Author: Toshihiro Kamiya Date: 2008/May/7 Contact: info@ccfinder.net Copyright: 2005-2008 ( C ) Toshihiro Kamiya. All rights reserved.
Contents
Specify target source code from menu [File]-[Detect Clones]. That is, select a (preprocess script of) programming language and directories of the garget source code.
- By "Add Direcotry" button or drag-and-drop, add directories to the "Target directory list".
- CCFinderX will look up source files recursively from the directories.
In the options dialog, use default values at first. Refer the manual for detail of each option.
After that, the tool will detect code clones. When the detection finished, views of the tool will be updated.
Tip: | When the detected code clones are too many, check "Use prescreening" in the optoins dialog. |
|---|
Tip: | By default, the order of source files is a lexical order of their path (multi-byte encoding lexical oder). CCFinderX seraches a file with one of the extensions that are predefined to each programming language (For example, .c, .cc, .cpp, .cxx, .h, .hh, .hpp, .hxx for C++). In order to change the order of source files and/or specify source files with special extension, make a file list by hand (file list is a text file, which includes a path of source file per line), and use GemX's menu [File]-[Detect Clones from File List]. |
|---|
You can investigate the detected code clones with views named File Table, Clone-Set Table, Scatter Plot, and Source Text, Scrapbook, and a Search box.
| File Table: | This view shows a list of target source files. |
|---|---|
| Clone-Set Table: | |
| This view shows a list of the detected code clones. | |
| Scatter Plot: | This view shows where and how the code clones are distributed in the whole source files. |
| Source Text: | This view shows text of a source file. Code clones are illustrated as highlighted texts. |
| Scrapbook: | You can copy the code fragments shwon in Source Text view to Scrapbook. This view is almost the same as Source Text, except for Scrapbook does not follow the selection change in File Table or Clone-Set Table. |
| Search box: | Search in File Table, Clone-Set Table, Source Text, or Scrapbook. |
This view shows where and how the code clones are distributed in the whole source files. Checkboxes at the upper side of Scatter Plot are used to turn on/off boundary of source files, directory, etc. Refer the manual for the detail of each option.
Also, The list of source files are shown in File Table at the left of the Scatter Plot.
Select files by dragging. Then, from right-click menu [Fit Scope to Selected Files], you can narrow down the target files to the selected files. (This operation will also affect File Table, that is, the list of files in it will be updated.)
In order to undo this operation, use right-click menu [Pop Scope]. This option often cause missing number in File ID's. The file boundaries between such discontinuous file ID's are shown by dotted-line.
Tip: | Files in a directory can be selecteb by clicking the upper-right corner or lower-left corner of the square corresponding to the directory. |
|---|
File Table shows a list of target source files.

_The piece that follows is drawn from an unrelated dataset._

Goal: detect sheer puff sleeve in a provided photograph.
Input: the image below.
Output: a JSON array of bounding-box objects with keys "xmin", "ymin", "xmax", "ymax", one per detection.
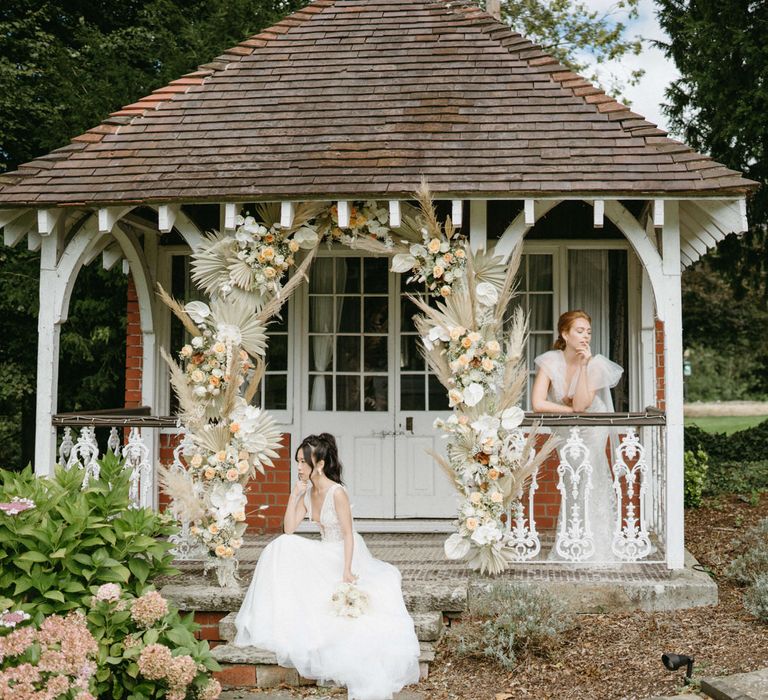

For each file, the following informations are shown:
On the above of the list, a "common" path of the source files is shown. The common path is a path of the root directory of the files in the list.

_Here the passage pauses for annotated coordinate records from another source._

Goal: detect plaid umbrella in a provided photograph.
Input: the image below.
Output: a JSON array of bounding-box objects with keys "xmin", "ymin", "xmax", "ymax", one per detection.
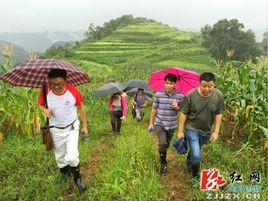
[
  {"xmin": 148, "ymin": 67, "xmax": 199, "ymax": 94},
  {"xmin": 96, "ymin": 82, "xmax": 125, "ymax": 97},
  {"xmin": 123, "ymin": 80, "xmax": 150, "ymax": 90},
  {"xmin": 0, "ymin": 59, "xmax": 89, "ymax": 88}
]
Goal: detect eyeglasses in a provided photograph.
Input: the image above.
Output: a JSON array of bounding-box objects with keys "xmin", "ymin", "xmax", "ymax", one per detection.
[{"xmin": 49, "ymin": 82, "xmax": 65, "ymax": 87}]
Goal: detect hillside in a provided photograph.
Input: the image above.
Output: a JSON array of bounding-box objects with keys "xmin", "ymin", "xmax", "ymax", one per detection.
[
  {"xmin": 0, "ymin": 31, "xmax": 84, "ymax": 52},
  {"xmin": 0, "ymin": 40, "xmax": 27, "ymax": 64},
  {"xmin": 68, "ymin": 21, "xmax": 214, "ymax": 83}
]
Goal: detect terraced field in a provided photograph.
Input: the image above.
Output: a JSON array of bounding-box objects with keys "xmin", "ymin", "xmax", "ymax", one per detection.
[{"xmin": 70, "ymin": 22, "xmax": 211, "ymax": 76}]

You can narrow down the list, by right-click menu.
The status of narrowing-down of files can be canceled by menu [Pop Scope]

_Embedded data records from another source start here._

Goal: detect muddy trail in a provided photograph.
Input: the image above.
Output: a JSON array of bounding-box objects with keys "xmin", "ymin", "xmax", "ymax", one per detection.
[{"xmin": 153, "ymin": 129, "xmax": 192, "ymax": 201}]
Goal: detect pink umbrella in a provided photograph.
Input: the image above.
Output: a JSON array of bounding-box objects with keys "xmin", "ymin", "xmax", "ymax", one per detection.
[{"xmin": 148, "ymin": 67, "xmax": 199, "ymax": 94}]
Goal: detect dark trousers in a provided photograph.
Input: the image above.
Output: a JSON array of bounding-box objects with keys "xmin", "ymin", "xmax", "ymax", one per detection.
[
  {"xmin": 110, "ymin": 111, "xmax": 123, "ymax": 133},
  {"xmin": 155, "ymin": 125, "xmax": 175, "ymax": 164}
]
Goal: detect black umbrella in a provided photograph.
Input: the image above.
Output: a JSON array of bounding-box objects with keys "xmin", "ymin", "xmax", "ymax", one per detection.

Tip: | In order to narrow down the file list with more complex selection (for example, keep files under two directories, or keep unselected files), use check boxes at the files in File Table. Refer the manual for operations about these check boxes. |
|---|
This view shows text of a source file. Code clones are illustrated as highlighted text.
When you select a file by clicking in File Table, text of the file will be shown in the Source Text.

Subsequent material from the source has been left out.